Silver Technical Report: The silver prices, parallel with gold prices cooled off a bit yesterday after they performed a good show of strength a day before. The medium-term trend looks up as the prices continue to trade above 200 DMA @21.15. As 50 DMA @21.25 has crossed above 200 DMA on daily charts, further fire-up in the rally is expected. However, if the crossover fails, some technical profit booking can be expected here. The Short term Stochastics Oscillator is at 86 and the RSI momentum is near 64.
Fundamental Report: Despite the knee-jerk reaction to the BOJ’s move away from its ultra-dovish monetary policy, gold could remain capped because the Federal Reserve has promised to deliver more interest rate hikes next year even as the economy slips towards a possible recession. Last week, Fed Chair Powell argued that a higher cost would be paid if the U.S. central bank does not get a firmer grip on inflation. This was essential “Fedspeak” for “higher rates are coming”. Additionally, last week’s Fed policy-setting committee raised its benchmark overnight interest rate by half a percentage point and projected it would continue rising to above 5% in 2023, a level not seen since a steep economic downturn in 2007. The Bank of Japan’s surprise decision that they would raise their benchmark interest rate cap from 0.25% to 0.50% sent ripples through the global financial markets. Since 2016 the Japanese Central Bank has set its target range for the yield of 10-year Japanese government bonds near zero, with a cap of 0.25%. As other major central banks began to enact interest rate hikes this year the BOJ maintained its cap on its benchmark rate near zero. According to Reuters News, “The Bank of Japan shocked markets on Tuesday with a surprising tweak to its bond yield control that allows long-term interest rates to rise more, a move aimed at easing some of the costs of prolonged monetary stimulus. But the central bank kept its yield target unchanged and said it will sharply increase bond buying, a sign the move was a fine-tuning of existing ultra-loose monetary policy rather than a withdrawal of stimulus.”

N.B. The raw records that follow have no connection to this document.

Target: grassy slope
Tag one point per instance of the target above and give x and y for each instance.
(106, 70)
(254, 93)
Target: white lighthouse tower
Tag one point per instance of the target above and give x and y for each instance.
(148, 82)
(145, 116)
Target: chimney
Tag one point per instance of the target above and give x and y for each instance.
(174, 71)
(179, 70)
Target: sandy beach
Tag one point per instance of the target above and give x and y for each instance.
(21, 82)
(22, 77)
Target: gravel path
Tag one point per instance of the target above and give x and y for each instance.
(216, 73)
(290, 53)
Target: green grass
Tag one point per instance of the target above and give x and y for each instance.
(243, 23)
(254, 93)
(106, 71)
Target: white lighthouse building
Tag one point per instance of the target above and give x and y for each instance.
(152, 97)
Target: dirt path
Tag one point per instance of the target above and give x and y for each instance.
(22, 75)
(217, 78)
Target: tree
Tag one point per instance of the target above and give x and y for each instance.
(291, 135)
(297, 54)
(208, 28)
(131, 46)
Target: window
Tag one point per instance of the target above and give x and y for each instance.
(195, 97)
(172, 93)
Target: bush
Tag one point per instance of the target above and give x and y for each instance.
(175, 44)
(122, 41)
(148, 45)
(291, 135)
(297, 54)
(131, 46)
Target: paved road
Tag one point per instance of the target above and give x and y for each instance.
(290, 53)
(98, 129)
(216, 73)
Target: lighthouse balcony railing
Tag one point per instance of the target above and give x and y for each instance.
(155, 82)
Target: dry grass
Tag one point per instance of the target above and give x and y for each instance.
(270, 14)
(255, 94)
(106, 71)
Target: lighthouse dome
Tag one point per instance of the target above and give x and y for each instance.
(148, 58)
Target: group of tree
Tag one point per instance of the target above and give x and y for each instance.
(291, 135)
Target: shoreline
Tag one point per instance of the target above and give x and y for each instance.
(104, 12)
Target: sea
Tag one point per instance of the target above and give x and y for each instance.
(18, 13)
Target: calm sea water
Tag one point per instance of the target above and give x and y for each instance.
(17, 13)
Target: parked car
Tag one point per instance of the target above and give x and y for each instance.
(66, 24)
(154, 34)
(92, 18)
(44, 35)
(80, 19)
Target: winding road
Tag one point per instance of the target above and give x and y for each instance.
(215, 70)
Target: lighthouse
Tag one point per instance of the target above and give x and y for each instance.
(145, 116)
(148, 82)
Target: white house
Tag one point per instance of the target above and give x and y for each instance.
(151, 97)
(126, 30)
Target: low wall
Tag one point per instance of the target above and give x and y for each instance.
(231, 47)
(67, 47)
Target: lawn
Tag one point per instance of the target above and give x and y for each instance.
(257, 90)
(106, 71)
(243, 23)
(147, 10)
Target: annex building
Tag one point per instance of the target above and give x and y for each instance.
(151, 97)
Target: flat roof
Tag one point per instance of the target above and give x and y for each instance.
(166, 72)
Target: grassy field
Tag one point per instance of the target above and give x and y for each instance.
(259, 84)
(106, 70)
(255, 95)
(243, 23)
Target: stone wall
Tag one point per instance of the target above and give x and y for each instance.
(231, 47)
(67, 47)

Bullion has shed more than $260 an ounce since its March peak as central banks stepped up efforts to fight soaring inflation. However, with some investors seeing the Fed moving close to a target, gold is enjoying its best quarter since early 2020, up 9.4% so far. Furthermore, if the Bank of Japan is moving toward a more hawkish policy, it will join all the other major central banks in tightening to stop the rise in inflation. This is potentially bearish for gold. Gold bulls would like to see lower yields and a weaker U.S. Dollar. However, higher rates and a weaker dollar will likely keep the market in a range over the near term.